Site Reliability Engineering Team Lead
Site Reliability Engineering Team Lead
- Tracking Code
- 1542-626
- Job Description
Site Reliability Engineering Team Lead
Reports to the Site Reliability Engineering Manager
1st Shift: 9:00 AM - 6:00 PM CST (Monday-Friday)Our Site Reliability Engineering Team:
Is uniquely positioned as a gatekeeper of Enova’s business-critical systems and acts as the technology operations backbone of the company – ensuring all systems and business-critical processes are functioning correctly for successful enterprise operations.
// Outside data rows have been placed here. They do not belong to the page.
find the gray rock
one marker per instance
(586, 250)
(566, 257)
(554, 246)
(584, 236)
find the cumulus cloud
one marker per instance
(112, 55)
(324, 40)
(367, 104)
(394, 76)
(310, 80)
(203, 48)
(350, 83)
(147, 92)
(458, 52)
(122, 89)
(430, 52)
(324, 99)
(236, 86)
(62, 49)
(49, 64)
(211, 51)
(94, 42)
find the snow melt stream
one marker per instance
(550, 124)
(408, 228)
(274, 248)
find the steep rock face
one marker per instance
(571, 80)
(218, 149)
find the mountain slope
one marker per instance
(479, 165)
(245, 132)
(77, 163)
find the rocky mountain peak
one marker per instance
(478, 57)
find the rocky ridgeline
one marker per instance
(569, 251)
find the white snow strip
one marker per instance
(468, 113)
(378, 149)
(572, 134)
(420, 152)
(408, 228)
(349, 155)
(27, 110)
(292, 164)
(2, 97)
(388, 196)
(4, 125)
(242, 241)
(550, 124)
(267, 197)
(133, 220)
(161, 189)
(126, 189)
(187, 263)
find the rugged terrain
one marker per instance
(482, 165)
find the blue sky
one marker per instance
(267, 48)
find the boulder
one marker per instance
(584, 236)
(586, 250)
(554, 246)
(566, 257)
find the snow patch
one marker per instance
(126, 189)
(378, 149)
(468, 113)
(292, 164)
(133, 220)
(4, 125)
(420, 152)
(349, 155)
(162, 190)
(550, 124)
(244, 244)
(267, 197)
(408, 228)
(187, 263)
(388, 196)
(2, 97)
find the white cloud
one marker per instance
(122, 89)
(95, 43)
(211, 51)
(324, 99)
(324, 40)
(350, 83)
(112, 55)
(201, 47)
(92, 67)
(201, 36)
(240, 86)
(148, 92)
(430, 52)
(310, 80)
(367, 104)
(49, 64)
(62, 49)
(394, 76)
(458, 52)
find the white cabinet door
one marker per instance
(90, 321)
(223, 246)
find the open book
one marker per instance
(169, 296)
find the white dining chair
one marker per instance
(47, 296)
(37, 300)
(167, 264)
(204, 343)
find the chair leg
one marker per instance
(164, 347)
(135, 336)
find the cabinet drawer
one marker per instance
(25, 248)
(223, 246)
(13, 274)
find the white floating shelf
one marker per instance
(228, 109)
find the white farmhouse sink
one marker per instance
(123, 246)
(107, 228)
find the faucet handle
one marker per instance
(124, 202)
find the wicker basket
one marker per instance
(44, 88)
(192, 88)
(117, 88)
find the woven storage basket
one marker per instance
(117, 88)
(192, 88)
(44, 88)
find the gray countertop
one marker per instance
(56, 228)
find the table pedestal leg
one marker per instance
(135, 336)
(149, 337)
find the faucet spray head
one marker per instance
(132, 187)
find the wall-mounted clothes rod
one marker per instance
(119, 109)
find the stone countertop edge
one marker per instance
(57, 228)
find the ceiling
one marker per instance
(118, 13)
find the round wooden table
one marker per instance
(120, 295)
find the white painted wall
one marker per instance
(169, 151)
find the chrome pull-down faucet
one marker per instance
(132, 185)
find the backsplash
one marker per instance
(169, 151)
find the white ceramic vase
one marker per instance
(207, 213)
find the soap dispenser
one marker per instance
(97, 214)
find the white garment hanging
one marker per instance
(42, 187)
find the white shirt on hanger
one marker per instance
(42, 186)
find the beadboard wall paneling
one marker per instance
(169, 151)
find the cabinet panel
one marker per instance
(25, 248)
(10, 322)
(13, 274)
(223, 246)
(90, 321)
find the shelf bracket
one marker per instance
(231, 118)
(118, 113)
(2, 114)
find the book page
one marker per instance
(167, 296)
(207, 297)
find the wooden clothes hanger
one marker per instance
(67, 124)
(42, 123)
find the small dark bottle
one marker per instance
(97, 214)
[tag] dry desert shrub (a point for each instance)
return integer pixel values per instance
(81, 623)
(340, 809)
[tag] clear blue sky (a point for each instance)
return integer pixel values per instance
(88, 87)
Our Site Reliability Engineers provide automated solutions to business teams and work closely with every department to resolve issues, assist with root-cause analysis, and implement fixes for workaround requests. They also integrate new application-related utilities to meet business requirements, while continuously looking for ways to improve overall system performance.
We speak this language:
Customer service, efficiency, initiative, automation, ownership, growth, and dedication
This is where YOU come in:
As the Site Reliability Engineering Team Lead, you will:
- Monitor team critical metrics and ensure SLA observance, ticket quality and process adherence
- Keep a pulse on all daily operational work (bank file monitoring, batch performance, ticket processing, alert response, etc.) ensuring all stakeholder requests are responded to, and delegating and assigning work to SRE team members as appropriate
- Handle shift logistics for the team (holiday coverage, on-call schedules, time off requests, etc.)
- Provide coaching, training and mentorship to junior members of the team
- Identify trends and areas where the team can improve while implementing best practices
- Work closely with the SRE Manager to monitor team morale and ensure team members are productive, engaged and motivated
- Ensure Major Incidents are handled properly, processes are adhered to and proper controls are in place; run Major Incidents when needed
- Run strategic initiatives and projects within the SRE team
Learn and be able to perform the day-to-day responsibilities of the SRE team, including:
- Identifying and automating manual workarounds and process improvements
- Processing customer service requests and meeting established SLAs
- Understanding the loan life cycle, transactional logic, and framework of our finance models
- Monitoring the availability, latency, scalability and efficiency of all services
- Utilizing Rails console to resolve customer account issues
- Updating knowledge base articles with current information and communicating to the team
- Performing periodic on-call duty as part of the SRE team
You’re right for this job if you:
- have career aspirations of becoming an outstanding people manager for the Site Reliability team
- know how to successfully manage complex projects simultaneously as well as coach and oversee the projects of others
- enjoy leading a team while driving strategic efforts; are resourceful, detail-oriented and accurate
- are looking to be mentored and coached in order to become an effective people manager
- are a good decision-maker, keeping the big picture in mind without losing track of the details
- know when to push back; are able to manage expectations (up/down) and think outside the box
- have a constant drive to improve team/customer experience: "how can I make things better?"
- know how to get around in complex environments; are able to learn new technologies and concepts quickly and build upon that knowledge constantly
- have the ability to balance and prioritize multiple projects/tasks and remain calm under pressure; are self-motivated and self-directed
- have experience in Ruby, Perl, Python, Java, or PHP
- are able to write accurate and efficient SQL queries
- have a solid understanding of IT infrastructure (Linux or systems administration, network technologies, relational databases, web technologies, etc.)
Kudos to you if you:- have previous experience successfully leading teams
- have a Bachelor’s degree (Computer Science, Engineering, or Information Technology is a plus)
- have previous e-commerce experience
- have worked with the following monitoring and log engines (Zenoss, Nagios, New Relic, Splunk)
- have experience with graphing/stats engines like Graphite, Mathematica or Cacti
- are familiar with installing and configuring open source software (Debian, Postgres) and have an understanding of virtualization platforms like OpenStack, Amazon AWS, VMWare and Xen
- Job Location
- Chicago, Illinois, United States
- Position Type
- Full-Time/Regular